Safety and Tolerability

The safety data were overwhelmingly positive. Only two patients (0.2%) developed ventricular arrhythmias during the infusion. Both cases were asymptomatic and terminated spontaneously once the infusion was stopped. This suggests that procainamide may have a superior safety profile compared to more potent sodium channel blockers like ajmaline, which have been associated with higher rates of pro-arrhythmia in some series.

Diagnostic Utility and Sensitivity

The diagnostic yield varied significantly based on the clinical context:

  • Unexplained Cardiac Arrest (UCA): 7.2%
  • Family History of BrS: 22.2%
  • Family History of Sudden Death: 6.9%
  • Baseline Type 2/3 Pattern: 46.6%

Notably, procainamide correctly identified a type 1 pattern in 92% of patients with a known intermittent spontaneous pattern, suggesting high sensitivity. The specificity was also estimated to be very high, reinforcing the test’s utility in confirming a diagnosis rather than just unmasking a non-specific drug effect.

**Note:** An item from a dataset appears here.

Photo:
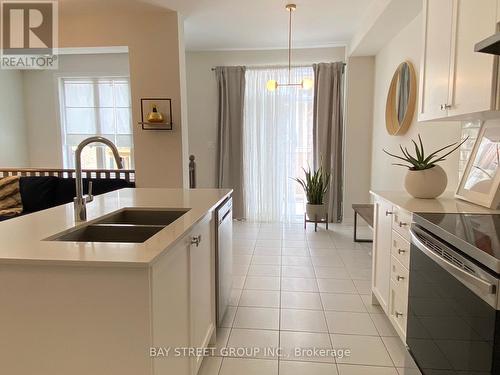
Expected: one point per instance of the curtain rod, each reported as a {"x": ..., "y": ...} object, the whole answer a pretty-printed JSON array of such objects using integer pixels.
[{"x": 276, "y": 66}]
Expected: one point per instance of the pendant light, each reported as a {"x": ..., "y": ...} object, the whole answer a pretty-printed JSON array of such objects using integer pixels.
[{"x": 306, "y": 83}]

Prognostic Significance: Low Risk for Asymptomatic Induced Patients

Perhaps the most clinically impactful finding of the study involves the long-term follow-up of 137 patients with a procainamide-induced type 1 pattern who had no history of cardiac arrest. Over a mean follow-up period of 5.9 ± 4.5 years, the rate of malignant ventricular arrhythmias was 0%.

In contrast, among patients with a spontaneous type 1 pattern, the event rate was 1%. While still low, this confirms the established clinical hierarchy where spontaneous patterns carry a higher risk than those unmasked only by pharmacological challenge. The study also noted that while 13% of the induced group received primary prevention implantable cardioverter defibrillators (ICDs) at baseline, none of the patients who received an ICD during follow-up (typically for syncope) actually required appropriate therapy. This suggests a potential for over-treatment in this population.

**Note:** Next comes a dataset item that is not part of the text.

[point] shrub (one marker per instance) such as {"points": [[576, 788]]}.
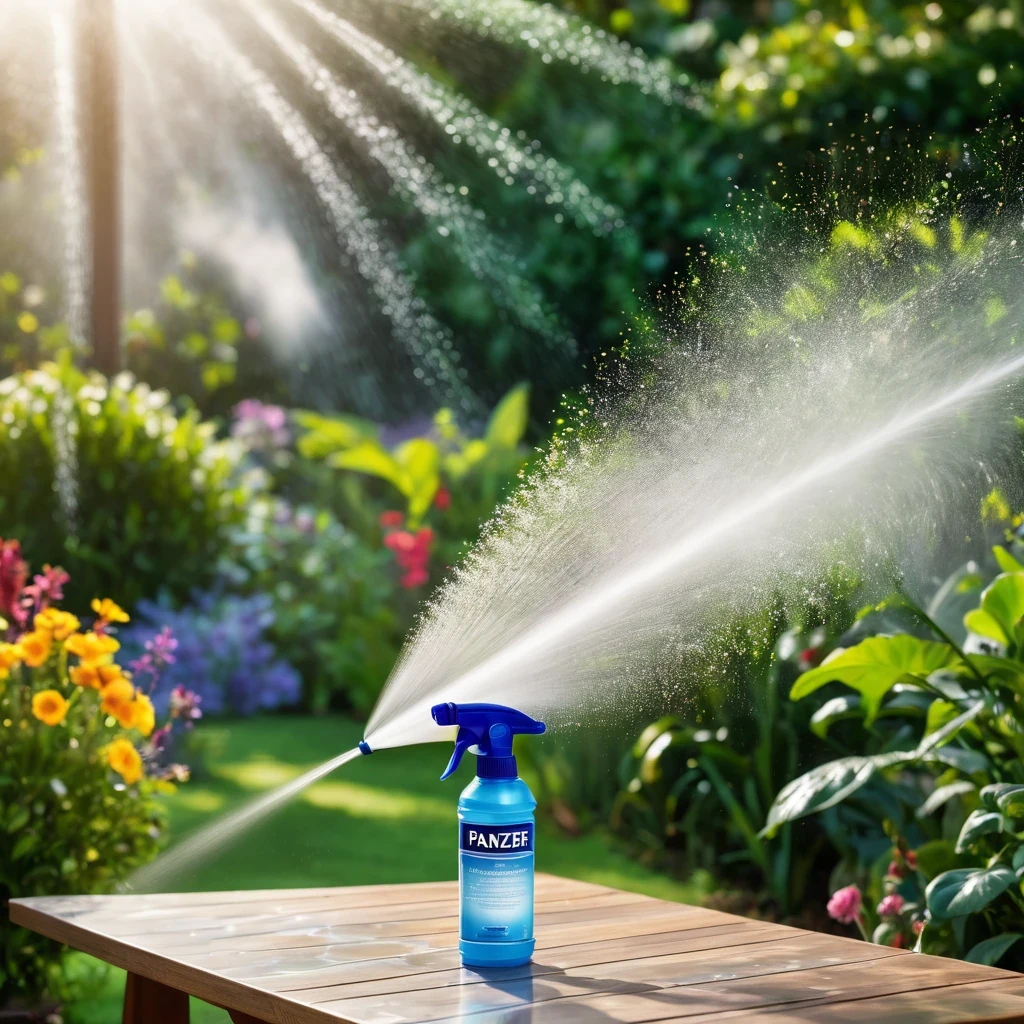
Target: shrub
{"points": [[223, 653], [695, 788], [80, 762], [130, 496], [444, 475], [937, 784], [338, 613]]}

Expert Commentary: Implications for Clinical Practice

Refining Risk Stratification

The findings by Moore et al. support a more conservative approach to asymptomatic patients who only manifest a Brugada pattern during a procainamide challenge. For clinicians, this means that a positive procainamide test, in the absence of high-risk features like syncope or a family history of premature sudden death, should be met with reassurance rather than aggressive intervention.

Procainamide vs. Ajmaline

There is ongoing debate regarding which sodium channel blocker is ideal. While ajmaline is often cited as having higher sensitivity due to its higher potency, this study suggests that procainamide’s sensitivity (92%) is robust and its safety profile is excellent. The clinical choice may ultimately depend on regional availability, but the CHiro registry data validates procainamide as a high-performance diagnostic tool.

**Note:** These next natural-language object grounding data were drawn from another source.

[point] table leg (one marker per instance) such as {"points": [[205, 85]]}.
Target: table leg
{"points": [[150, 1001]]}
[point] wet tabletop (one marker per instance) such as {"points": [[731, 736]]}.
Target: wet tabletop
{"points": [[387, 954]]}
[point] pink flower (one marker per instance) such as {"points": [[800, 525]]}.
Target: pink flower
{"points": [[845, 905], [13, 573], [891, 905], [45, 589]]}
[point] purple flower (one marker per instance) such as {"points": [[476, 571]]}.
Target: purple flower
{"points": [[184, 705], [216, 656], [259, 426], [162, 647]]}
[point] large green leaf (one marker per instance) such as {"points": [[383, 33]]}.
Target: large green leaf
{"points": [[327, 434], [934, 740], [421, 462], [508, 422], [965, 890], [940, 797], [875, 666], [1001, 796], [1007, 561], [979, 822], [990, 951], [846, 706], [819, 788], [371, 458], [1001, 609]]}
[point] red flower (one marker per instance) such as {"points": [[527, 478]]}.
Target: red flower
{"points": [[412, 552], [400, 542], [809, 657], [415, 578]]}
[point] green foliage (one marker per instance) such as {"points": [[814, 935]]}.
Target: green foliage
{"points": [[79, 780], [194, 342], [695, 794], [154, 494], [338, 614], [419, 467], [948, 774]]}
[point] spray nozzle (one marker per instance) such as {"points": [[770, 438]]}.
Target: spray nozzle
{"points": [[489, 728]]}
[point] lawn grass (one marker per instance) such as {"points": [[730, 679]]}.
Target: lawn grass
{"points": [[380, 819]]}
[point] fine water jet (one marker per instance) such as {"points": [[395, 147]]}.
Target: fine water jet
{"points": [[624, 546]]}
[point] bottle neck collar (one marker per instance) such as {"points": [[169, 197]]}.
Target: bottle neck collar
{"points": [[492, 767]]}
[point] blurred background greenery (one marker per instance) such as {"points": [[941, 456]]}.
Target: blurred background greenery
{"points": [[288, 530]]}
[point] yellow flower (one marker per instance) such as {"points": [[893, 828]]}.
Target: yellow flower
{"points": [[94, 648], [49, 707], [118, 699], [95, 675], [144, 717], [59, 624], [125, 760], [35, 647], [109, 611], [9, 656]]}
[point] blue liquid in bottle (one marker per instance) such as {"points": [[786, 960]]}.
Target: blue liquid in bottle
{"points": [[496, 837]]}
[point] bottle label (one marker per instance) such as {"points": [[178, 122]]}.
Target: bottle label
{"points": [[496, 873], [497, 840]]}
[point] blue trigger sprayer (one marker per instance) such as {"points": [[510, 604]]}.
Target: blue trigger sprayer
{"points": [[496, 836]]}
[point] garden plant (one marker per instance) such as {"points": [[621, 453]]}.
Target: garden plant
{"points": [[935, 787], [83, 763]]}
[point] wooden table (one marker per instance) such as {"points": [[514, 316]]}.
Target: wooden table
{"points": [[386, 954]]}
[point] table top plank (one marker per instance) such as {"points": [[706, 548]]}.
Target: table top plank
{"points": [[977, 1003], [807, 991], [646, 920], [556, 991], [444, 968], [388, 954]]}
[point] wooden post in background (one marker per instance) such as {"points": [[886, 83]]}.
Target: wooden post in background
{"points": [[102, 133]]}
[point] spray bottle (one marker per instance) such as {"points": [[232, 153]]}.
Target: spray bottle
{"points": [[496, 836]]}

Limitations and Considerations

Despite the large sample size, the low event rate in the induced group makes it difficult to identify subtle risk factors. Furthermore, the decision-making process for ICD implantation was at the discretion of the treating physicians, which may introduce selection bias. Long-term follow-up beyond six years is still necessary to ensure that the risk does not increase later in life.

Conclusion

Procainamide infusion is an extremely safe and effective method for the diagnosis and exclusion of Brugada syndrome. The diagnostic yield is highest when used to investigate non-specific baseline ECG changes or in those with a strong family history of the disease. Crucially, for the asymptomatic patient, a procainamide-induced type 1 pattern indicates an exceptionally low risk of life-threatening arrhythmias. These results should empower electrophysiologists to adopt a more nuanced approach to risk stratification, prioritizing lifestyle modifications and clinical monitoring over invasive interventions for this specific low-risk subgroup.

References

Moore BM, Chan D, Davies B, et al. Safety, Utility, and Outcomes of Procainamide Challenge for the Diagnosis and Exclusion of Brugada Syndrome. Circulation. 2025 Dec 4. doi: 10.1161/CIRCULATIONAHA.125.076011. PMID: 41342099.